Town officials this week finalized a contract with LiRo Group of Syosset for nearly $1.3 million. The company is one of five firms that responded to a request for proposals. LiRo has been involved in other Sandy-related work, including the replacement of the Long Beach boardwalk.
“They have people on staff who have a tremendous wealth of experience with this kind of work,” said Peter Casserly, a town consultant for construction management.
The cost will be paid through the more than $26 million in Community Development Block Grant funds the town received from the U.S. Department of Housing and Urban Development. The money was earmarked for Sandy recovery projects, ranging from infrastructure hardening to economic development and coastal protection.
There are two rounds of funding for 11 projects, with a deadline of 2022 for all projects to be completed and the money spent. The town is in the midst of five projects for round one, which are in various stages of completion, Casserly said. Those are: new bulkheading in Amityville; replacement of bridges in American Venice; purchasing and installation of three generators in Babylon Village and Cedar Beach; a Lindenhurst Village master drainage study; and a study of the Carlls River watershed with design and implementation of infrastructure improvements to mitigate flooding.
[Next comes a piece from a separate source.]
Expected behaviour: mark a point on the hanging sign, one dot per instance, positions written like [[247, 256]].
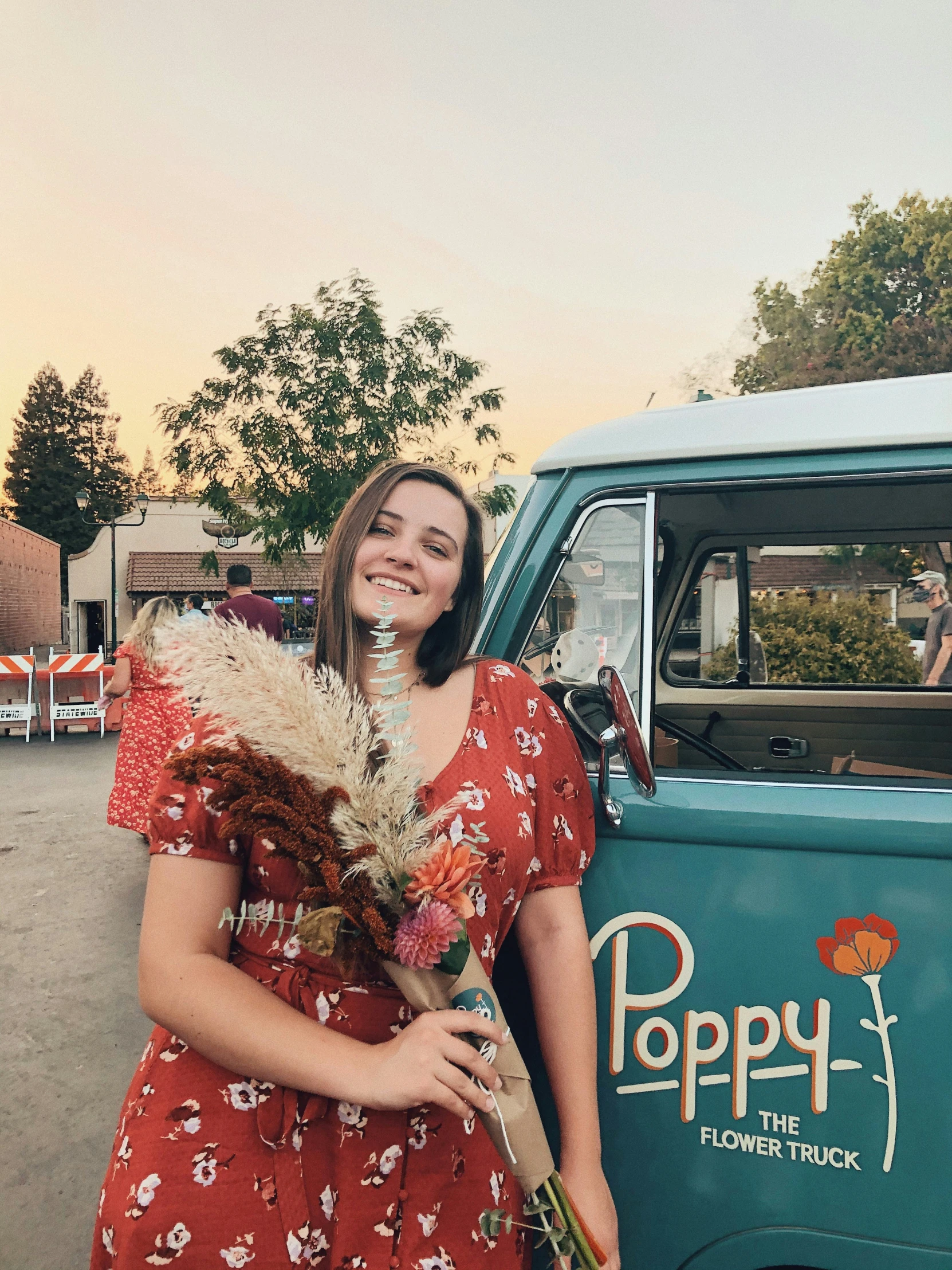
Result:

There are six more projects for round two of the funding, of which the town has only done some preliminary work, Casserly said. Those include: road stabilization and raising of Captree Road; installing drafting wells throughout Gilgo and West Gilgo as well as raising the tops of the potable water supply and installing new pump house storage tanks and piping in West Gilgo; shoreline stabilization on Oak Beach Road, Dalton Point and on Little East Neck Road; and the design and installation of a backflow valve infrastructure in Babylon Village and West Babylon to minimize flooding.
LiRo is to oversee all of the projects, Casserly said, including helping to write requests for proposal for work and reviewing design documents, as well as some monitoring of construction.
“It’s going to be like having a double set of eyes on everything to make sure it all goes smoothly,” he said.
The town isn’t relinquishing control over the projects, Casserly said, but workers have been stretched and the town wants to ensure deadlines tied to the funding are met.
“It’s a full-time job for a few people,” he said.